We serve homebuyers nationwide record home prices, adding to the affordability issue. Home prices rose 15.8% annually in July, according to the . core logicMeanwhile, borrowing rates have nearly doubled since last year when interest rates were below 3%. Freddie Mac DataMortgage rates have fluctuated this year, but are currently hovering around 6%.

One of the bright spots in rising house prices is that Americans have accumulated wealth. record amount of stock at their home. Nearly half of all mortgage payers have stocks in abundance, according to data reported by. atomreal estate data curator.

Rick Sharga, ATTOM’s executive vice president of market intelligence, said the continued rise in home prices was followed by “a high percentage of equity-rich homes we’ve seen, and a severe underfunding.” Lowest loan percentage.”

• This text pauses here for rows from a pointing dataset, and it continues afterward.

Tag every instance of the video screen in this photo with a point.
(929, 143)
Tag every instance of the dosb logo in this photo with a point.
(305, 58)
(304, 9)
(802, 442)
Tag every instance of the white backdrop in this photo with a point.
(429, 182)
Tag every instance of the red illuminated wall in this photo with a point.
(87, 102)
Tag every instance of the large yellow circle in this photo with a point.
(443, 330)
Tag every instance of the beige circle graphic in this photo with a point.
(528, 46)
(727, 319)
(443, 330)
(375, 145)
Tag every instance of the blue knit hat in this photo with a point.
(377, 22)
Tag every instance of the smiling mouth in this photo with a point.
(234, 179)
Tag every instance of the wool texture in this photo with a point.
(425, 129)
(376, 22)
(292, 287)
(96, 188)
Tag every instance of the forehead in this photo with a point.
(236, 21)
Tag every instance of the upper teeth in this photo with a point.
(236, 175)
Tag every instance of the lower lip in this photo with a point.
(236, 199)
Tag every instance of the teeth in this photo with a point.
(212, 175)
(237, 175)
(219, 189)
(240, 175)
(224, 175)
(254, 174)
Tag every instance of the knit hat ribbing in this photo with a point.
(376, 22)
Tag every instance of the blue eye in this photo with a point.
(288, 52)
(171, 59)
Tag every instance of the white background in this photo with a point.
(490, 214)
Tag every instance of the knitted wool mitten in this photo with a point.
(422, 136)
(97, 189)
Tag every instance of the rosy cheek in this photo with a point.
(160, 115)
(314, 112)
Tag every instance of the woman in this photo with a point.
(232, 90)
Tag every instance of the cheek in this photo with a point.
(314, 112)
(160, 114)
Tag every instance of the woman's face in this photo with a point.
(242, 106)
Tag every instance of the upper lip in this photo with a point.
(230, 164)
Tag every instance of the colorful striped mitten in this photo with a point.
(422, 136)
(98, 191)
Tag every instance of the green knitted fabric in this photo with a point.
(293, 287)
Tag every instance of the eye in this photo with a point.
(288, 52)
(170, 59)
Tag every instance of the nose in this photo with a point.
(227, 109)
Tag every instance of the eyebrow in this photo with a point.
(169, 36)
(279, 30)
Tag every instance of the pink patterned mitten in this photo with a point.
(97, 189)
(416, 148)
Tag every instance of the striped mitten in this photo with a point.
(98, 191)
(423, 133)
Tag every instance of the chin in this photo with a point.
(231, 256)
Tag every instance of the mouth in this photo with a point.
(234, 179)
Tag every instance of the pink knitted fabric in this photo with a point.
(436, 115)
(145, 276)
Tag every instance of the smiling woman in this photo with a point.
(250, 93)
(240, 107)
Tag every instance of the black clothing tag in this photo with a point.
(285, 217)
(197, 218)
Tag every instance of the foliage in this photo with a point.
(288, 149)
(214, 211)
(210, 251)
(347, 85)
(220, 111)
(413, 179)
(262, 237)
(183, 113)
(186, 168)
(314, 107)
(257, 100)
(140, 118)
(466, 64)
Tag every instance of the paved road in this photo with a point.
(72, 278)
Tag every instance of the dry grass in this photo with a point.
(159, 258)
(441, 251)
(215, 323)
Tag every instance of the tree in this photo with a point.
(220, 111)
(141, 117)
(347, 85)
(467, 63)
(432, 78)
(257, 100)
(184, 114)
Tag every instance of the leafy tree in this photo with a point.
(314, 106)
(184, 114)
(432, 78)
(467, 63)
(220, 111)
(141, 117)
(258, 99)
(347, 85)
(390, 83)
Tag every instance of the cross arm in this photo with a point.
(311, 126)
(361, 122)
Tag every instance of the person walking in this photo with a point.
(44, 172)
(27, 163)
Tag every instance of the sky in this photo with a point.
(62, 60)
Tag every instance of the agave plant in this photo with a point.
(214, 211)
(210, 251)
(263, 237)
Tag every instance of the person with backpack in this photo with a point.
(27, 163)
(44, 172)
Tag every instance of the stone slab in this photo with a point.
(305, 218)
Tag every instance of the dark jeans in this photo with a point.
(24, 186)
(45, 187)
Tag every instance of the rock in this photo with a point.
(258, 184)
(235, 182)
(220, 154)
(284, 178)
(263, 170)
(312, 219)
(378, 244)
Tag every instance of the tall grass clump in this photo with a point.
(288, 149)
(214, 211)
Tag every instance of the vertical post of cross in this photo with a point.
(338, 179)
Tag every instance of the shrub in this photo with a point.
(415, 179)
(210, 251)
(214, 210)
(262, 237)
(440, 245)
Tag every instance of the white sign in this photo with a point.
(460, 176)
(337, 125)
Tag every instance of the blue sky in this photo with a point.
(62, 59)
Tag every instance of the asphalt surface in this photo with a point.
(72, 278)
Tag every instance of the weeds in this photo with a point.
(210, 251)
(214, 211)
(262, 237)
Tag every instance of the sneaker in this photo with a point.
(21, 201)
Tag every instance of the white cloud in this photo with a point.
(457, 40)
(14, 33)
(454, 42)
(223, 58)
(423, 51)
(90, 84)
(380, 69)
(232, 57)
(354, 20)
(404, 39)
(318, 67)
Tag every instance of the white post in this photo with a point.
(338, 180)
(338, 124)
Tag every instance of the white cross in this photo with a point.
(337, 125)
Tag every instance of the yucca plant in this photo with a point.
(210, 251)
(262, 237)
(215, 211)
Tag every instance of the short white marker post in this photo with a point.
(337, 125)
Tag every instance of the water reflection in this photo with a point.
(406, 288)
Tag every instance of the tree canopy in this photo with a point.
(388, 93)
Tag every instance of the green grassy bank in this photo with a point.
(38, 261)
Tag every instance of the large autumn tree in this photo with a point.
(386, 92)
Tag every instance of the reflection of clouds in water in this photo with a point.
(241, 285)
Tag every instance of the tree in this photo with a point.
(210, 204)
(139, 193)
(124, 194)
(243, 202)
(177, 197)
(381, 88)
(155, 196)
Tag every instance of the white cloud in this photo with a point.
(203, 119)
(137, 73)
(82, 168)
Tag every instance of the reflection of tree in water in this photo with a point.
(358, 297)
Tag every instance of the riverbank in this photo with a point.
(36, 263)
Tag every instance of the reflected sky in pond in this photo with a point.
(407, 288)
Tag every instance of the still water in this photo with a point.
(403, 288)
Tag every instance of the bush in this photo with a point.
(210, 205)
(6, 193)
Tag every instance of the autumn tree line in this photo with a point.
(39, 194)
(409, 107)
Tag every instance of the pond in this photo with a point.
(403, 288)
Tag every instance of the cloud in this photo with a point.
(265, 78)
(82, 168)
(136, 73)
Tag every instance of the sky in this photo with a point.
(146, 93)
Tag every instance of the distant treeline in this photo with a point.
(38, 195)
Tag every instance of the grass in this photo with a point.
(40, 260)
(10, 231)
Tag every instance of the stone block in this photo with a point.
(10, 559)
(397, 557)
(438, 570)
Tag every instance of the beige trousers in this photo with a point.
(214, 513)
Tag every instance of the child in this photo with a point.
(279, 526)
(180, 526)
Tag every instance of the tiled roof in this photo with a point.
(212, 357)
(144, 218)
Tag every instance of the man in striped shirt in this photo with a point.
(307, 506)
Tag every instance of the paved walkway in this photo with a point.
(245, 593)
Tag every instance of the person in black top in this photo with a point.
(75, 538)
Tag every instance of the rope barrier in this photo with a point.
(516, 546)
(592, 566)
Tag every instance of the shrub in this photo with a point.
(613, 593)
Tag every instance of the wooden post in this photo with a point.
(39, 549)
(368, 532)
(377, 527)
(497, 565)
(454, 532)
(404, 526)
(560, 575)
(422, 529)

Sharga noted that homeowners are likely to continue amassing record amounts of wealth for the rest of 2022, even if house price gains begin to slow.

If you want to take advantage of rising house prices, you can consider refinancing cash out to pay off debt or fund home improvement projects. Visit Credible to see individual interest rates without affecting your credit score.

Have a financial question and don’t know who to ask? Email a Credible Money Expert [email protected] Your question may be answered in Credible’s Money Expert column.